This Time Magazine article is a frontal assault on the legitimacy and gravity of the Constitution in a news opinion article titled to alarm people over our Constitution “Under Siege.” Time Magazine is perpetrating a “Siege” on the Constitution while warning about it at the same time. This is a classic propaganda construct.
“If the Constitution was intended to limit the federal government, it sure doesn’t say so. Article I, Section 8, the longest section of the longest article of the Constitution, is a drumroll of congressional power. And it ends with the “necessary and proper” clause, which delegates to Congress the power “to make all laws which shall be necessary and proper for carrying into Execution the foregoing Powers, and all other powers vested by this Constitution in the Government of the United States, or in any Department or Officer thereof.” Limited government indeed.”
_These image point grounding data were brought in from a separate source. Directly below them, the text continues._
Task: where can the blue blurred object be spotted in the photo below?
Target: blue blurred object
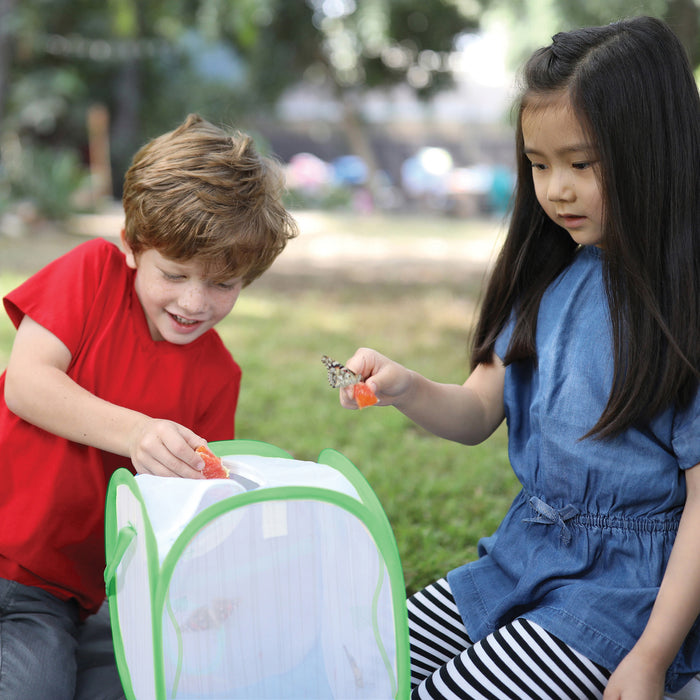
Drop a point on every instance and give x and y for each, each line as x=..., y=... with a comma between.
x=350, y=170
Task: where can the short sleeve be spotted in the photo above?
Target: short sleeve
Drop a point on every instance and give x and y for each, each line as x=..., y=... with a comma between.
x=686, y=434
x=60, y=296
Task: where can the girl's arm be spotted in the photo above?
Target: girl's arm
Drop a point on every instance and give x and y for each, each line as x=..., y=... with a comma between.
x=466, y=413
x=38, y=390
x=641, y=673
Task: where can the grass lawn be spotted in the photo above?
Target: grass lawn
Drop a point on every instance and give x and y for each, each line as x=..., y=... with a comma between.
x=323, y=299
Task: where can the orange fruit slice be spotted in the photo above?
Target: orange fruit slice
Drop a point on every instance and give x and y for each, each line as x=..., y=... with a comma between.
x=213, y=466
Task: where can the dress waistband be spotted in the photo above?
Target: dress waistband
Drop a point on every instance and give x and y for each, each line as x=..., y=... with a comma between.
x=570, y=515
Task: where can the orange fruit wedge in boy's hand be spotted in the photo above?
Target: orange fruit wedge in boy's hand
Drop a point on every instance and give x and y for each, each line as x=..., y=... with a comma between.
x=364, y=396
x=213, y=466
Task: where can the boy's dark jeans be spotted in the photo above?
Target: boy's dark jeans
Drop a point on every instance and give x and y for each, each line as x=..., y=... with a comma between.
x=46, y=652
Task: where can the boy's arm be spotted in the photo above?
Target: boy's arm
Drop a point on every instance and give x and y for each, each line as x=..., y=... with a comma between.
x=38, y=390
x=641, y=673
x=467, y=413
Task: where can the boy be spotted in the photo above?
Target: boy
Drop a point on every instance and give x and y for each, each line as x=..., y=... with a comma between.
x=116, y=364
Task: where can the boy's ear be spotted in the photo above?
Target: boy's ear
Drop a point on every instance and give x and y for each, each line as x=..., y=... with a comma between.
x=130, y=257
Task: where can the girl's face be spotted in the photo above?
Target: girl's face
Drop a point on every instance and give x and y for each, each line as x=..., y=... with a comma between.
x=179, y=302
x=564, y=169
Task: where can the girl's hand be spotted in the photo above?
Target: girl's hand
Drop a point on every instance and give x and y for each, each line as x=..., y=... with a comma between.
x=164, y=448
x=635, y=679
x=388, y=379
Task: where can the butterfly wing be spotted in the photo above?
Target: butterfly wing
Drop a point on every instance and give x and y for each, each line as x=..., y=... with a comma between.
x=339, y=375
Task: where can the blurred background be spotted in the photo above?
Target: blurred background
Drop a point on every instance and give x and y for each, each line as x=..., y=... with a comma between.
x=372, y=105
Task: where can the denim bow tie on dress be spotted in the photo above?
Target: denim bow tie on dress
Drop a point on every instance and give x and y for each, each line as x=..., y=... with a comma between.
x=551, y=516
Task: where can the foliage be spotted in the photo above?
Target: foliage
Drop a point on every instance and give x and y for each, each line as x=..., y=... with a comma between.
x=47, y=178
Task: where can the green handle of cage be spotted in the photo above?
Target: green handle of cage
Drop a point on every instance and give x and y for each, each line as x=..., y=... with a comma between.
x=124, y=539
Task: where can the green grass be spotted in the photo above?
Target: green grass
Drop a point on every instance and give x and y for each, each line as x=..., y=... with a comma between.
x=440, y=497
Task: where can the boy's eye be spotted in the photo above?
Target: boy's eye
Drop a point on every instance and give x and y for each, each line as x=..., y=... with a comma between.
x=227, y=286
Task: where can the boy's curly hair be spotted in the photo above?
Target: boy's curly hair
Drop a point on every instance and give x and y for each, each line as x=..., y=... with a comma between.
x=198, y=192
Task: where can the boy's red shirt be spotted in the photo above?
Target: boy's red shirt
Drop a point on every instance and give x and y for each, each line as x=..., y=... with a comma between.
x=52, y=491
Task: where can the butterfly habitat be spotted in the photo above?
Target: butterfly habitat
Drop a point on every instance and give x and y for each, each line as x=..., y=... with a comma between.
x=281, y=581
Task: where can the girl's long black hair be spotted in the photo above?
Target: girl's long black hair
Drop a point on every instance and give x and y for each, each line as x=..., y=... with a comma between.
x=632, y=89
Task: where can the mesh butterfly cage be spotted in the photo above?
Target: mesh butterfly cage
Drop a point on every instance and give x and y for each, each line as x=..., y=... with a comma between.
x=283, y=581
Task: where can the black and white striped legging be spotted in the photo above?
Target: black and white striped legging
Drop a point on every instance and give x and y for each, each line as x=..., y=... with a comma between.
x=520, y=661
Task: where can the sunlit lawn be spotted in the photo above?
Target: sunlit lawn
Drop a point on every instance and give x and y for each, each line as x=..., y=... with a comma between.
x=440, y=497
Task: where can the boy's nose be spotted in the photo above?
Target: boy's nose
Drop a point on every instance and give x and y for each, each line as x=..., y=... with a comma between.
x=192, y=299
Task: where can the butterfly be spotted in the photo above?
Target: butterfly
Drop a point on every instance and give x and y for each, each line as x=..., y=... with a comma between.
x=339, y=375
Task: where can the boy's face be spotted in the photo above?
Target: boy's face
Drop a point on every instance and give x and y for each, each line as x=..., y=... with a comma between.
x=180, y=304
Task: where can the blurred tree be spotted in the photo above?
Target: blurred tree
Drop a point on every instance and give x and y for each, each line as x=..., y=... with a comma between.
x=352, y=46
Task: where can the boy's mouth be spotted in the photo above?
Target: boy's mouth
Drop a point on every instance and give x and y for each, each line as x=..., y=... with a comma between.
x=183, y=321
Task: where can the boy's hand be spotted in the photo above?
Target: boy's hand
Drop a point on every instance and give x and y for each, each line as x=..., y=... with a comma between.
x=164, y=448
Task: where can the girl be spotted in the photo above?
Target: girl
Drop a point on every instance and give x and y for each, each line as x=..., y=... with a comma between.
x=588, y=343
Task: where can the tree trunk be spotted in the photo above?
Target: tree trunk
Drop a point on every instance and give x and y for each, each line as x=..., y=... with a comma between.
x=6, y=9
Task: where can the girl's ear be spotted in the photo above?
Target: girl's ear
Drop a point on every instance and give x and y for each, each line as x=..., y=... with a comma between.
x=130, y=257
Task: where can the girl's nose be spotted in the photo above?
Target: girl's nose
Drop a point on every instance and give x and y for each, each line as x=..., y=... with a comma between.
x=560, y=188
x=193, y=299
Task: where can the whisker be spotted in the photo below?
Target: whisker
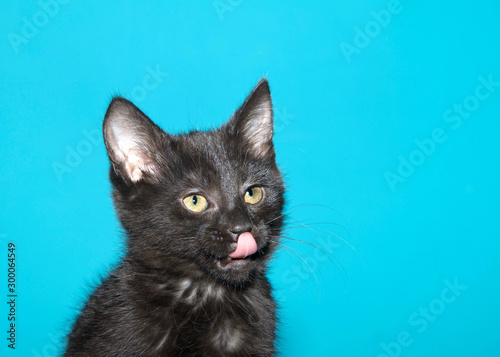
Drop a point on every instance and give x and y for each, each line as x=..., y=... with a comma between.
x=335, y=262
x=291, y=250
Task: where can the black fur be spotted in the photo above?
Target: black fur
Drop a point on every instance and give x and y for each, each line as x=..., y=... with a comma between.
x=171, y=295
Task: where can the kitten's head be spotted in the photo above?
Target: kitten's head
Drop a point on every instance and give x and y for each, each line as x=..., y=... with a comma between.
x=206, y=202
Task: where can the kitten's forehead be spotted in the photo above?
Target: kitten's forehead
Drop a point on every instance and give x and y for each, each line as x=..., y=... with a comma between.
x=214, y=159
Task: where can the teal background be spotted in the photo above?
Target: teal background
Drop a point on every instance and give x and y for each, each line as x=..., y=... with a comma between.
x=375, y=281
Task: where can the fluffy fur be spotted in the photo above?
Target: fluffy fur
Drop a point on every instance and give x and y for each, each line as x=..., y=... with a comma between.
x=176, y=292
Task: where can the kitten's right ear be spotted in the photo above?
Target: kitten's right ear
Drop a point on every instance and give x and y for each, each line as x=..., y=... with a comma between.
x=132, y=140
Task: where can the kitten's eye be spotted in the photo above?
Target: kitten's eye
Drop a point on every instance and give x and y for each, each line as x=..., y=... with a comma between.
x=196, y=203
x=253, y=195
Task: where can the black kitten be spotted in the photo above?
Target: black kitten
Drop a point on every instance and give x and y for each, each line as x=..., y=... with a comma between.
x=203, y=213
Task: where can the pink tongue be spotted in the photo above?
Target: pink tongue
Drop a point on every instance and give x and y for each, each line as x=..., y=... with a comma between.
x=246, y=246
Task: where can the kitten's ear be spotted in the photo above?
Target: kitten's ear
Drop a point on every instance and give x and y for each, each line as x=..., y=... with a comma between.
x=253, y=122
x=132, y=141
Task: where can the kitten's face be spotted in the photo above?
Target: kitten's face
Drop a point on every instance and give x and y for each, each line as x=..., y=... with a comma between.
x=210, y=200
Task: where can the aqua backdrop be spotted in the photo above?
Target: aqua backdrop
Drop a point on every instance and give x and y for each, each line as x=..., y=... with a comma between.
x=387, y=123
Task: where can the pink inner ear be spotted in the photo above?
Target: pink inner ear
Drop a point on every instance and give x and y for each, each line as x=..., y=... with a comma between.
x=246, y=246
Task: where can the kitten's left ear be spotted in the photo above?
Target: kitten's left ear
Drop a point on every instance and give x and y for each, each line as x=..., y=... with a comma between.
x=132, y=140
x=252, y=123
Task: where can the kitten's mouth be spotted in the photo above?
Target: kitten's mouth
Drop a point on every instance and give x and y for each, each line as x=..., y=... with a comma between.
x=246, y=247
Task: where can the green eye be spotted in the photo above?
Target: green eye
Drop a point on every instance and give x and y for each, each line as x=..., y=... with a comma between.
x=253, y=195
x=196, y=203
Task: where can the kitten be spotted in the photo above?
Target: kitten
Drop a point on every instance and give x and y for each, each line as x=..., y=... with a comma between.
x=202, y=212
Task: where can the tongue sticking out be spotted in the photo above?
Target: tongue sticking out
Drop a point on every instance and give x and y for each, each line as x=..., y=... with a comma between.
x=246, y=246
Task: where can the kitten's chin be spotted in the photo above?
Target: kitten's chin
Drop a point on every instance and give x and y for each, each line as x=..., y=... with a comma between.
x=234, y=270
x=229, y=263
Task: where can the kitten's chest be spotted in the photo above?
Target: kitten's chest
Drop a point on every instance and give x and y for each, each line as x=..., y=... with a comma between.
x=207, y=319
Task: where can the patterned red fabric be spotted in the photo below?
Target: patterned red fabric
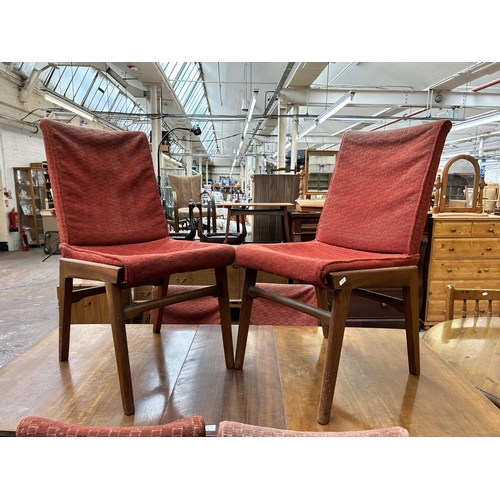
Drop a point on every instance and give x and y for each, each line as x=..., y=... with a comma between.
x=44, y=427
x=122, y=205
x=235, y=429
x=149, y=260
x=374, y=212
x=119, y=221
x=381, y=189
x=205, y=310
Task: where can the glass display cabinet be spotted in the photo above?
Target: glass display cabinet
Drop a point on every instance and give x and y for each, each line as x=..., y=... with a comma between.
x=31, y=194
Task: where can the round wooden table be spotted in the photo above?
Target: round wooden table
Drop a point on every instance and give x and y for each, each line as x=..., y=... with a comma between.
x=472, y=347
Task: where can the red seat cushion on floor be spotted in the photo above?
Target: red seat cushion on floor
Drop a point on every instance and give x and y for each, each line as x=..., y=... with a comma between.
x=45, y=427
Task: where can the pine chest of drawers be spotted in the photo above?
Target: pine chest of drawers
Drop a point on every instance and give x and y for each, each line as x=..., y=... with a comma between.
x=465, y=252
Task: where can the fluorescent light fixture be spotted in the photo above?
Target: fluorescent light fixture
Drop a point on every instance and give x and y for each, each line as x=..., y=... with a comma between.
x=70, y=107
x=343, y=101
x=334, y=108
x=476, y=121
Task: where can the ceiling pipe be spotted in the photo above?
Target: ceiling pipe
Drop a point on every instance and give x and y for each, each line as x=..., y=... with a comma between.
x=485, y=85
x=404, y=117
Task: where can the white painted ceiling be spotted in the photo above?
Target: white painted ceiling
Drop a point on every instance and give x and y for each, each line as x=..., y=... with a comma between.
x=387, y=96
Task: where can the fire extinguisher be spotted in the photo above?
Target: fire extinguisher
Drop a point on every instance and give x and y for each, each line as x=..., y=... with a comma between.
x=14, y=221
x=24, y=240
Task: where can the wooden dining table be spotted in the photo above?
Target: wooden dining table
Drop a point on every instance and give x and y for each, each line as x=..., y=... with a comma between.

U.S. Constitution, Article I, Section 8
The Congress shall have power to lay and collect taxes, duties, imposts and excises, to pay the debts and provide for the common defense and general welfare of the United States; but all duties, imposts and excises shall be uniform throughout the United States;
- To borrow money on the credit of the United States;
- To regulate commerce with foreign nations, and among the several states, and with the Indian tribes;
- To establish a uniform rule of naturalization, and uniform laws on the subject of bankruptcies throughout the United States;
- To coin money, regulate the value thereof, and of foreign coin, and fix the standard of weights and measures;
- To provide for the punishment of counterfeiting the securities and current coin of the United States;
- To establish post offices and post roads;
- To promote the progress of science and useful arts, by securing for limited times to authors and inventors the exclusive right to their respective writings and discoveries;
- To constitute tribunals inferior to the Supreme Court;
- To define and punish piracies and felonies committed on the high seas, and offenses against the law of nations;
- To declare war, grant letters of marque and reprisal, and make rules concerning captures on land and water;
- To raise and support armies, but no appropriation of money to that use shall be for a longer term than two years;
- To provide and maintain a navy;
- To make rules for the government and regulation of the land and naval forces;
- To provide for calling forth the militia to execute the laws of the union, suppress insurrections and repel invasions;
- To provide for organizing, arming, and disciplining, the militia, and for governing such part of them as may be employed in the service of the United States, reserving to the states respectively, the appointment of the officers, and the authority of training the militia according to the discipline prescribed by Congress;
- To exercise exclusive legislation in all cases whatsoever, over such District (not exceeding ten miles square) as may, by cession of particular states, and the acceptance of Congress, become the seat of the government of the United States, and to exercise like authority over all places purchased by the consent of the legislature of the state in which the same shall be, for the erection of forts, magazines, arsenals, dockyards, and other needful buildings;–And
- To make all laws which shall be necessary and proper for carrying into execution the foregoing powers, and all other powers vested by this Constitution in the government of the United States, or in any department or officer thereof.
Time Magazine’s interpretation of the Necessary and Proper Clause ignores the language that the Necessary and Proper Clause applies to “carrying into execution the foregoing [enumerated] powers.” The Necessary and Proper Cluase is not a general grant of government power as Time Magazine, and leftists, seem to think it is. It only grants Congress limited power to pass laws to execute already enumerated powers.
“…we shouldn’t be so delicate about changing the Constitution or reinterpreting it.”
Article 5 requires 75% of the legislatures of the states to amend the Constitution. The Founders intended it to be difficult to amend and they certainly did not intend for it to be “reinterpreted!”